The soaring ferrous scrap market portrayed by Fastmarkets AMM early January surveys has continued into the month, based on spot transaction pricing collected by Pittsburgh-based MSA Inc. for its Raw Material Data Aggregation Service (RMDAS).

RMDAS collects United States transaction pricing throughout the month that is accessible to its customers. It releases a 30-day snapshot on the 20th of each month. Its January index figures for spot pricing (covering Dec. 21, 2020 to Jan. 20, 2021) show mill buyers in the South paid an average of $502 per ton for prompt scrap, and in the RMDAS North Midwest region the price averaged $504 per ton.

National RMDAS averages for January showed a $70 spread between No. 1 heavy melting scrap (HMS), at $429 per ton, and prompt grades, at $499 per ton. Shredded scrap was positioned in between with a national average of $460 per ton.

Mill buyers looking for a bargain would have had to settle for the $415 per ton being paid for No. 1 HMS scrap in the South. The same grade averaged $440 in the North Midwest, which aggregates spot buying in Illinois, Iowa, Kansas, Minnesota, Missouri, Nebraska, North Dakota, South Dakota, Wisconsin and northwest Indiana.

Ferrous scrap values rose by from $80 to $111 per ton in January, depending on the grade and region, according to RMDAS. That follows jumps in the $75 to $85 per ton range during the RMDAS December buying period.

Traders and processors are not convinced the momentum will continue into February. Recent reports from traders indicate an absence of bulk purchases being booked by overseas buyers at U.S. ports.

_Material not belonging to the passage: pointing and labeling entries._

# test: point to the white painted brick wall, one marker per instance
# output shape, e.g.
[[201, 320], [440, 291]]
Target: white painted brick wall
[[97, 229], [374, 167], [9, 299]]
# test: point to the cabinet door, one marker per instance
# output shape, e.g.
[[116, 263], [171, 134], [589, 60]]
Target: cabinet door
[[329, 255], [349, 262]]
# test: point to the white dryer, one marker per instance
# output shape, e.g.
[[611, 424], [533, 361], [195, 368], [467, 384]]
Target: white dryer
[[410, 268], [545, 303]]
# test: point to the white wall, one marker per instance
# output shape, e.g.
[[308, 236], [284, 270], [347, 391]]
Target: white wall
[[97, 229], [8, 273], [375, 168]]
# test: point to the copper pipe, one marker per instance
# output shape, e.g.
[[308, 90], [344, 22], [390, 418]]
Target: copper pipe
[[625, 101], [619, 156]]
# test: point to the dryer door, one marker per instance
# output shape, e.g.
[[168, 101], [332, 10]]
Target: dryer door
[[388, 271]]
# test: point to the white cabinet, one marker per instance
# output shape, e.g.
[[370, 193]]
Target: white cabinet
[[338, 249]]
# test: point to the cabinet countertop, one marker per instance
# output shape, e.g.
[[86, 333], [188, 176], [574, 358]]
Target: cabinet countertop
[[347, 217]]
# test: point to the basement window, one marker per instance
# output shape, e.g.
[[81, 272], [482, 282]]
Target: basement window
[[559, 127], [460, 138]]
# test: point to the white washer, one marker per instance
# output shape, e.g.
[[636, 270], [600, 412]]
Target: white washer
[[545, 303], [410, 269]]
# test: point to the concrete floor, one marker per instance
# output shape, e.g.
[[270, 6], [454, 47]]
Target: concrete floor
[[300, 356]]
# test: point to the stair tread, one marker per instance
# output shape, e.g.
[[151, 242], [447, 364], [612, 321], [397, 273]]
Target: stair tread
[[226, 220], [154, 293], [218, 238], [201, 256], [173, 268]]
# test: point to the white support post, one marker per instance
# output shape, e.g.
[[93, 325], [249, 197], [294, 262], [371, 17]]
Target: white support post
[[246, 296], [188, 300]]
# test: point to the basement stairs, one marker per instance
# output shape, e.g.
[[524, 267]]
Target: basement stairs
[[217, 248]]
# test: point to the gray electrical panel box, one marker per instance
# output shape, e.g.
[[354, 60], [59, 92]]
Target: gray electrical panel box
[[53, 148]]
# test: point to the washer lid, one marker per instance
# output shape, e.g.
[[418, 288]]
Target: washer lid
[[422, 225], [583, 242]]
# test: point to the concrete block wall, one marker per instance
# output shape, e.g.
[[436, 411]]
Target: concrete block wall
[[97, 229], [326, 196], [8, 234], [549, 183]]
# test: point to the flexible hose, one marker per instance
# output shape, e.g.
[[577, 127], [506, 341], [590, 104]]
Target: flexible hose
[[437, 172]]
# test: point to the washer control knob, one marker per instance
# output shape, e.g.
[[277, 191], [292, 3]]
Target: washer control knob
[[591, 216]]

China, which buys little U.S. scrap but makes half the world’s steel in any given month, is preparing to go on low idle for the Feb. 12 Chinese New Year holiday, an annual event that typically causes ripples throughout the global supply chain.

On the supply side, higher scale prices have increased flows into many scrap yards in the U.S., bringing out inventory that some speculators may have been holding for several months.

A nonferrous wire and cable processor tells Recycling Today his inflow was notably reduced in December and early January. He suspects a lot of the smaller dealers who usually supply him with nonferrous material “were too busy moving scrap iron at these incredible levels.”